EAS 486 Lecture Content for Day 20: Warm Season Climatology
- Hagemeyer (June 1991, WAF)
- Assessment of the penetration of Gulf moisture into the Continental
US during the warm part of the season
- Consequences of penetration into various portions of the US
- Unique analyses
- Evades the problem of analysis over complex topography
- Mean monthly analyses computed from 15-year averages
- Surface Analyses (Figure 2)
- Variables used
- Used potential temperature: corrects for elevation
- Don't have to worry about breakdown of isentropic processes
- Mean monthly values won't be saturated
- Mean monthly values won't be unstable for upright (buoyant)
convection
- Used mixing ratio
- Dew point not conserved with elevation (same w will have
lower Td at higher elevation)
- See average set-up for "Tornado Alley" Spring Outbreaks
- Increased moisture availability
- 12 g/kg moves from central Gulf and south Florida (March)
to central Texas through Georgia (May)
- Large w gradient in Texas April and May (set-up for dry line)
- Heating of Mexican Plateau
- Theta = 20-24°C over high terrain of northern Mexico
- Not too high (which would provide average cap)

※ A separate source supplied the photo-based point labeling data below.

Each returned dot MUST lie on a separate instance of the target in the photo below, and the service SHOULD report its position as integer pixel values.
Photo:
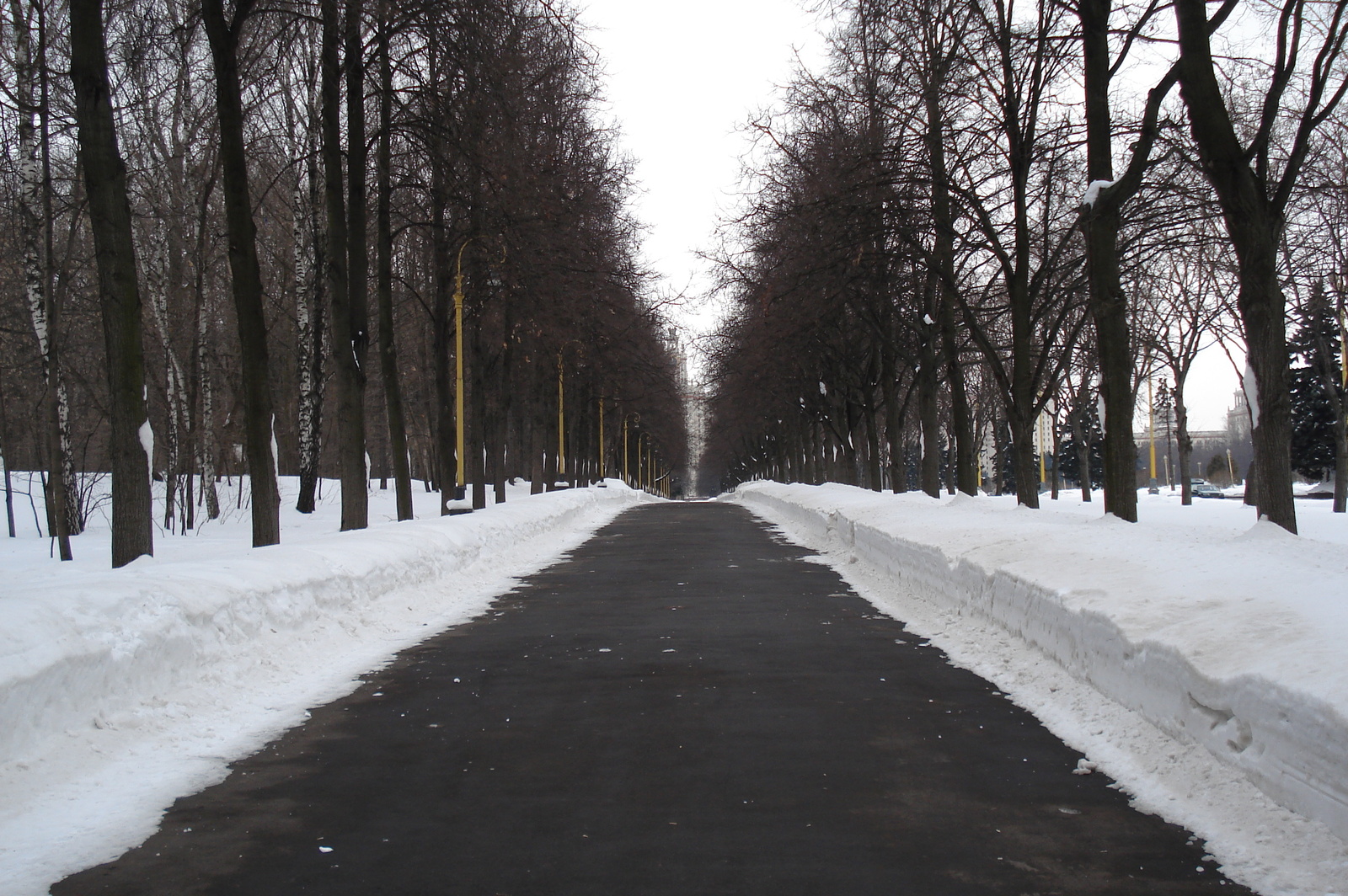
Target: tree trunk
(355, 451)
(1184, 444)
(1254, 224)
(345, 349)
(1109, 302)
(115, 251)
(246, 275)
(34, 226)
(384, 280)
(310, 278)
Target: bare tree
(1254, 179)
(110, 217)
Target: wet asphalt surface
(682, 707)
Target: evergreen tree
(1314, 349)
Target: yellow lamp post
(600, 438)
(627, 476)
(462, 477)
(561, 418)
(1152, 440)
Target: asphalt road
(684, 707)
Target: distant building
(1206, 444)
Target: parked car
(1206, 489)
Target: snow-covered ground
(121, 691)
(1199, 658)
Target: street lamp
(635, 418)
(602, 438)
(462, 478)
(561, 418)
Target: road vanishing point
(684, 707)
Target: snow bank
(121, 691)
(1233, 642)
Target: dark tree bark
(355, 496)
(115, 253)
(35, 226)
(384, 278)
(243, 266)
(350, 376)
(1254, 201)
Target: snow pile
(1199, 664)
(121, 691)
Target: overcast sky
(682, 78)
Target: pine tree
(1314, 386)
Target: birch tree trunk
(34, 224)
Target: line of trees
(262, 205)
(988, 224)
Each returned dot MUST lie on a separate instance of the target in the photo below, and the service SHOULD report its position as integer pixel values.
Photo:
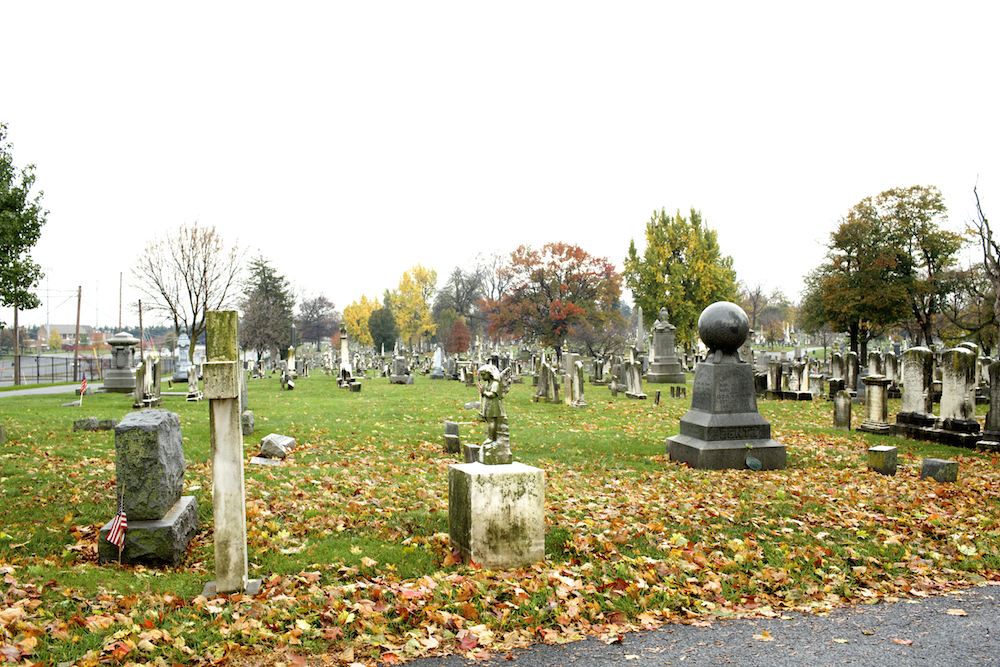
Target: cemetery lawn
(349, 534)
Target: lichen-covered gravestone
(723, 429)
(496, 507)
(149, 465)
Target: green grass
(358, 513)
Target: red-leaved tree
(551, 290)
(459, 338)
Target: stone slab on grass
(159, 542)
(276, 446)
(496, 514)
(939, 470)
(882, 459)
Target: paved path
(917, 631)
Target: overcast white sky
(347, 142)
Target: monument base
(496, 514)
(159, 542)
(726, 454)
(954, 432)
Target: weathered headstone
(222, 388)
(723, 428)
(183, 358)
(437, 373)
(882, 459)
(149, 469)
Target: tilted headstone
(882, 459)
(149, 468)
(222, 388)
(876, 405)
(991, 434)
(939, 470)
(841, 409)
(958, 386)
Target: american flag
(118, 525)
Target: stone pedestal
(149, 466)
(496, 514)
(154, 542)
(876, 405)
(664, 365)
(842, 410)
(939, 470)
(991, 434)
(723, 427)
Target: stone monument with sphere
(723, 429)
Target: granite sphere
(723, 326)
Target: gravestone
(438, 371)
(400, 371)
(837, 366)
(120, 377)
(578, 385)
(149, 469)
(991, 434)
(452, 439)
(841, 409)
(939, 470)
(723, 428)
(851, 372)
(496, 507)
(882, 459)
(664, 366)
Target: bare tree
(188, 274)
(318, 319)
(991, 252)
(754, 300)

- Increasing moisture available for East Coast thunderstorms
- KIAD w increases from < 4 g/kg (March) to 13
g/kg (July and August)
- Moisture source for Continental west of Divide changes
- Nearest moisture supply is Pacific Coast (March-May)
- Surge of moisture up Gulf of California in summer
- Empalme (east coast of Gulf of California) has w = 6-8 g/kg
in spring
- Empalme has w of 12 g/kg in June, 18 g/kg
in July and August
- Surge of moisture in southern Intermountain region accompanied by
movement of hottest air from northern Mexico into New Mexico during
the summer
- Combined 5 and 6 => Mexican (and Southwestern US) monsoon
- Moisture minimum moves from Northern Plains (< 2 g/kg in March)
to central Intermountain Region during summer (over Nevada June-August)
- Heat source moves northward and intensifies
- Theta = 20-24°C over high terrain of northern Mexico moves
into New Mexico and Arizona and increasing to Theta = 32°C
during the summer
- Cap in central and southern Plains for most of the summer
- 750 mb analyses (Figure 3)
- Analysis shows mean wind, theta, and w
- 750 mb selected to be above height of most elevated radiosonde
station
- Monsoon Evidence
- Wind flow reverses
- Northwesterly in intermountain region embedded in mid-latitude
westerlies during spring (weakens in March)
- Summer dominated by southwest winds across Baja California,
Mexico, and Arizona and New Mexico
- Subtropical high sets up along 28°N with ridge line from
Arizona to Georgia/Florida
- Mexican Plateau goes from low w (2-3 g/kg) in
spring to high value (8 g/kg) in summer
- Heat redistributed
- Temperature mostly varies by latitude in spring
- Hottest in Southern Rockies centered on Four Corners area
during summer
- Thermal low develops in northwestern Mexico during the summer
- Mesoscale Convective Complex mechanism
- Region of mean implied warm-air advection moves from Kansas (May)
to Nebraska-Iowa-eastern Kansas-Missouri (June) to Northern Plains
(Montana to western Wisconsin) in July-August
- Primary synoptic-scale forcing mechanism for MCC
- Ridge of high moisture moves from southwest Kansas (June) to Black
Hills-West Kansas (w = 5-6 g/kg) in August
- Influence of tropics
- As high moves northward from Cuba (May) to northern Florida (August),
stream of easterlies appear in eastern Gulf
- Extension of trade winds to Louisiana Coast
- Weak wind belt to east, so tropical flow can come even further
westward
- Possibility of tropical cyclone activity moving into Gulf from
Carribean or tropical Atlantic
- Possibility of interaction between mid-latitude westerlies and
trade wind moisture along central Gulf Coast in August and September
(rainfall maximum along Texas South Coast in August-September)
- Trade wind inversion (really trade wind stable layer)
- Second w = 6 g/kg appears in July and August in Gulf of Mexico,
so w lower in southern Gulf, Cuba
- Suppresses convection
- Sources of dry air aloft
- Northern Pacific
- Trade winds
- Great Lakes
- Role of Trade Wind Inversion in Severe Weather Case
- Trade wind stable layer carried northward.
- Air underneath increases instability.
- When cap weakens, particular severe weather event in the Ohio Valley
- Not sure how frequently this occurs.